Findings from a large study show that migraine is a risk marker for coronary events and cardiovascular death. This is especially true for women with migraine as they had a 50 percent higher risk for developing  major cardiovascular disease. The findings have been published in BMJ. 

Risk was elevated for angina/coronary revascularizations, stroke, and CV mortality. lead author Dr Tobias Kurth (Charité–Universitätsmedizin, Berlin, Germany says that the findings are quite robust and clinically relevant as this was a large study and a different age group. 

The link between stroke and migraine has been established previously but prior studies showed conflicting results. This new study involved 115,541 women aged 25 to 42 years at enrollment in the Nurses' Health Study II, of whom 17,531 had migraine at baseline and another 6389 who were diagnosed during follow-up from 1989 through June 2011.

Findings show that women with migraine were more likely to have hypertension, elevated cholesterol, family history of MI before age 60, and body-mass index of >30 kg/m2—all factors adjusted for in the multivariable analysis. 

In an accompanying editorial[2], Dr Rebecca Burch (Harvard Medical School, Boston, MA) and Dr Melissa Rayhill (State University of New York at Buffalo, NY) write, "It is time to add migraine to the list of early life medical conditions that are markers for later life cardiovascular risk."

Although the magnitude of the risk is small at the individual patient level, it is still important at a population level because migraine is so prevalent, especially in certain US minorities and lower socioeconomic groups, which commonly have more cardiovascular risk factors.

Because all participants were female and information was not collected on migraine with aura, the study cannot answer whether CVD risk is elevated in men or whether, as with stroke, this risk is confined to the subgroup with aura, although "both things seem likely," they note.

Kurth agreed the lack of information on aura is a clear limitation of the study but added, "For us it was still amazing to see that we see the flag for any migraine. If it's true that it's driven by migraine with aura, of course the estimates are higher for this group and less for migraine without aura."

Driving forces

Several biological mechanisms linked to migraine have also been linked to higher CVD risk such as increased thrombogenic susceptibility, shared genetic markers, and systemic inflammation. Kurth said there's likely not one mechanism but a combination of a genetic disposition plus other factors that need to be present before these events actually occur.

There is evidence, however, that the risk increase for stroke is different from that for CVD. In 2008, the researchers reported[4]that for stroke women with migraine and aura had a fairly healthy CV risk profile, but for MI the opposite was true and they had an unhealthy CV risk profile. "But the numbers we are playing with are fairly low, so I have to be careful in making causal implications."
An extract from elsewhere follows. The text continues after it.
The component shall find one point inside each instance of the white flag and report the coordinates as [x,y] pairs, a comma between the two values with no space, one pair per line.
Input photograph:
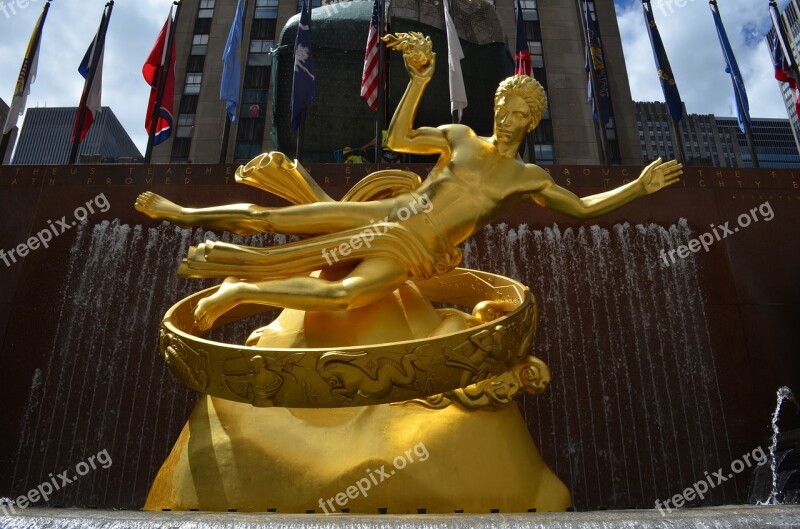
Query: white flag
[458,94]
Burch and Rayhill write that it is important to understand how the vascular risk attributable to migraine interacts with other risk factors. "A special worry is whether the combined effects of two risk factors may result in multiplicative, rather than additive, risks."

This is particularly relevant for phase 3 migraine trials under way examining antibodies to calcitonin-gene–related peptide (CGRP) or its receptors, as animal studies suggest the risk of vascular events increases during long-term CGRP blockade.

To Treat or Not

The editorialists write that the results raise many questions regarding treatment: "Do treatments that decrease the frequency or severity of aura or headache reduce later-life vascular risks? Should patients with migraine be treated with statins or aspirin?"

Despite "their intuitive appeal," however, they urge caution in assuming that these interventions will benefit patients with migraine. An exploratory analysis from the Women's Health Initiative, for example, showed that women with migraine with aura who took aspirin actually had an increased risk of MI.

"At present, migraine is probably best thought of as a situation in which the medical urge to 'do something' (beyond currently recommended assessments for cardiac risk and advocating a healthy lifestyle) should be resisted."

Kurth said none of the studies they've published would indicate that treating migraine would reduce the risk of CV events but that there is a paucity of evidence in this area and in migraine research in general.

For now, women with migraine can talk with their clinicians about how to modify or treat CVD risk factors such as hypertension. They can also demand more research.

"We cannot leave millions of women with migraine and by the way, also men, alone and say, 'We have this increased risk, but sorry we cannot give you any answers because we have no data.' This is unacceptable."

Kurth reports receiving investigator-initiated research funding from the French National Research Agency, US National Institutes of Health, and the University of Bordeaux and honoraria from the BMJand Cephalalgia for editorial services. Disclosures for the coauthors are listed in the article. Burch reports working with Kurth in an editorial capacity at the BMJ in the past.